UNE ÉPURATION A L'ACADÉMIE FRANÇAISE

Parler de l'Académie, c'est toujours de l'actualité. Il n'y a pas d'année où elle n'ait à remplacer quelqu'un de ses membres, et chaque fois c'est un petit événement ; ses séances solennelles, tradition déjà vieille, en sont un autre. L'Académie fascine le public et fascine les écrivains : bien peu ont dédaigné d'être des Quarante, qui le pouvaient, et beaucoup ne sont consolés qu'en apparence d'avoir en vain frappé à la porte. Si l'Académie ne donne pas la gloire, elle donne la considération et aussi le repos ; un académicien est chez lui à l'Institut, il peut même y dormir. Il semble que si l'inamovibilité disparaissait à jamais de nos institutions, on la retrouverait là. Cependant, sans parler de l'époque révolutionnaire, l'épuration entra un jour jusque dans l'Institut : ce fut en 1816.

L'ordonnance du 21 mars 1816 tient une bien petite place dans l'histoire générale. Mais elle est une date mémorable dans l'histoire particulière de l'Académie française, et à défaut d'un intérêt politique bien marqué, il v a certainement dans le récit, si peu connu, de cette réorganisation étrange, un certain intérêt de curiosité littéraire et anecdotique.

De 1795 à 1815, le nom d'Académie française disparaît. Dans la Constitution de l'an III, proclamée le 1er vendémiaire an IV, le titre X portait : « Il y aura pour toute la République un Institut national chargé de recueillir les découvertes, de perfectionner les arts et les sciences. » Cet Institut ne perfectionna pas les arts, parce que les arts ne se perfectionnent pas. Je ne sais ce qu'il fit pour les sciences, mais il eut l'occasion de recueillir la découverte de la navigation à vapeur et il s'en garda bien.

Bonaparte, en 1803, l'avait divisé en quatre classes : sciences physiques et mathématiques, langue et littérature française, littérature et histoire anciennes, beaux-arts. En 1815, les quatre classes reprirent leurs anciens noms, sous la dénomination collective d'Institut qui fut maintenue.
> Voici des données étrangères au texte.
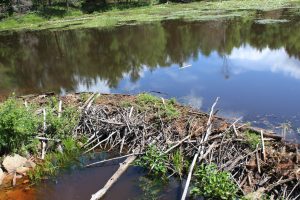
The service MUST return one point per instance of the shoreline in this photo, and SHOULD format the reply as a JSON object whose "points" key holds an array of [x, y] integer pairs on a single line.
{"points": [[172, 128], [195, 11]]}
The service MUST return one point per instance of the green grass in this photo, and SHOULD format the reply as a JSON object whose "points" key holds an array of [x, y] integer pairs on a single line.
{"points": [[154, 160], [204, 10], [56, 161]]}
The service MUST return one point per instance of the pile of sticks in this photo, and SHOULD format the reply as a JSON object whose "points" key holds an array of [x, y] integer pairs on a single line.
{"points": [[271, 168]]}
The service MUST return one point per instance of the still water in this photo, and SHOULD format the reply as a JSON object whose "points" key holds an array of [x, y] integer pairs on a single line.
{"points": [[253, 65]]}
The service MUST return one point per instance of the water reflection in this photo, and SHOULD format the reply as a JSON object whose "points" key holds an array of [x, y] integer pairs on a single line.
{"points": [[253, 67]]}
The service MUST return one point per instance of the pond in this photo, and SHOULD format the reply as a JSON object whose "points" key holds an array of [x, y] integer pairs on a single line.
{"points": [[252, 64]]}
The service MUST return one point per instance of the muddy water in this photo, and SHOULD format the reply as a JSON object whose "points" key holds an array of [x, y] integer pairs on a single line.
{"points": [[252, 64]]}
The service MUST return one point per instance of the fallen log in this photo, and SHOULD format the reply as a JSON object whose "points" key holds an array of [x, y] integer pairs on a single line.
{"points": [[123, 167]]}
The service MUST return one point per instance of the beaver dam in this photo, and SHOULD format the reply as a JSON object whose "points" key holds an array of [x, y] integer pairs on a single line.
{"points": [[216, 158]]}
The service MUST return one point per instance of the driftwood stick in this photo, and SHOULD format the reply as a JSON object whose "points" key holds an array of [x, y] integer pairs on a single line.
{"points": [[258, 163], [112, 159], [44, 131], [270, 187], [186, 187], [59, 108], [123, 167], [47, 139], [263, 145], [88, 100], [176, 145]]}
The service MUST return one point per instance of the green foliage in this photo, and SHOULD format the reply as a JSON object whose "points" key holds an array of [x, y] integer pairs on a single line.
{"points": [[179, 163], [154, 160], [152, 187], [213, 184], [165, 108], [252, 139], [56, 161], [61, 127], [18, 126]]}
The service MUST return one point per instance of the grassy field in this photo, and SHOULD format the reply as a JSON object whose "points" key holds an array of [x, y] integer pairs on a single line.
{"points": [[205, 10]]}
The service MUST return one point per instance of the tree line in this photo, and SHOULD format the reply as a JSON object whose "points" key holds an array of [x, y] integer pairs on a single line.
{"points": [[56, 60]]}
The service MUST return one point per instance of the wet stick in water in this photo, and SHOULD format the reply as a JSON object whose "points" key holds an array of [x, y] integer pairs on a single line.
{"points": [[123, 167]]}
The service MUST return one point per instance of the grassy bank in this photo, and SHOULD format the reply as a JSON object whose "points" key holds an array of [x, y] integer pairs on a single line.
{"points": [[166, 136], [75, 18]]}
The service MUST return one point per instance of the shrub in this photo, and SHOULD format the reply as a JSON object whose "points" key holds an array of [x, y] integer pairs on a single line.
{"points": [[61, 127], [56, 160], [252, 139], [154, 160], [18, 126], [213, 184]]}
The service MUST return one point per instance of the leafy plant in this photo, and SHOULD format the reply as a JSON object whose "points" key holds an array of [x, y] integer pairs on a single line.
{"points": [[164, 107], [151, 187], [56, 160], [18, 125], [178, 162], [154, 160], [213, 184]]}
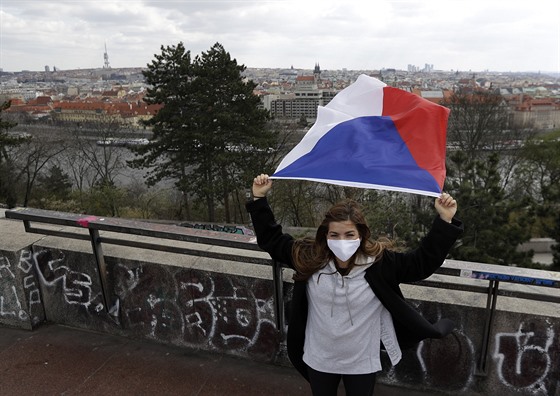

Ce ne fut qu'après les Cent Jours que le gouvernement de la Restauration, se sentant définitivement établi, pensa qu'il serait bon de modifier, non seulement les statuts de l'Institut, mais aussi sa composition. Un choix fut fait, et, pour m'en tenir à l'Académie française, onze de ses membres furent exclus et radiés de ses listes. L'Académie fut autorisée à choisir elle-même deux des remplaçants. Le ministre de l'intérieur, Vaublanc, nomma directement les autres.

Ce M. de Vaublanc, après avoir accepté bruyamment les idées nouvelles en 89, prononcé à la tribune, le 2 septembre 1795, le serment fameux : « Je jure haine à la royauté ! », après avoir servi avec passion le Consulat et l'Empire, était devenu un royaliste ardent. Aussi fut-il atteint, aussitôt au pouvoir, d'une manie bien connue de notre temps, la manie de l'épuration. Ce mot ne date pas d'hier : on en abusa sous la Restauration comme on en abusera sous tout régime parlementaire, à certaines occasions ; on abusa du mot comme de la chose. Aussi grand parleur qu'orateur médiocre, Vaublanc a mérité que Condorcet ait pu dire fort justement de lui : « Il existe, dans toute assemblée, de ces orateurs bruyants à tête creuse, qui produisent un grand effet avec des niaiseries redondantes. »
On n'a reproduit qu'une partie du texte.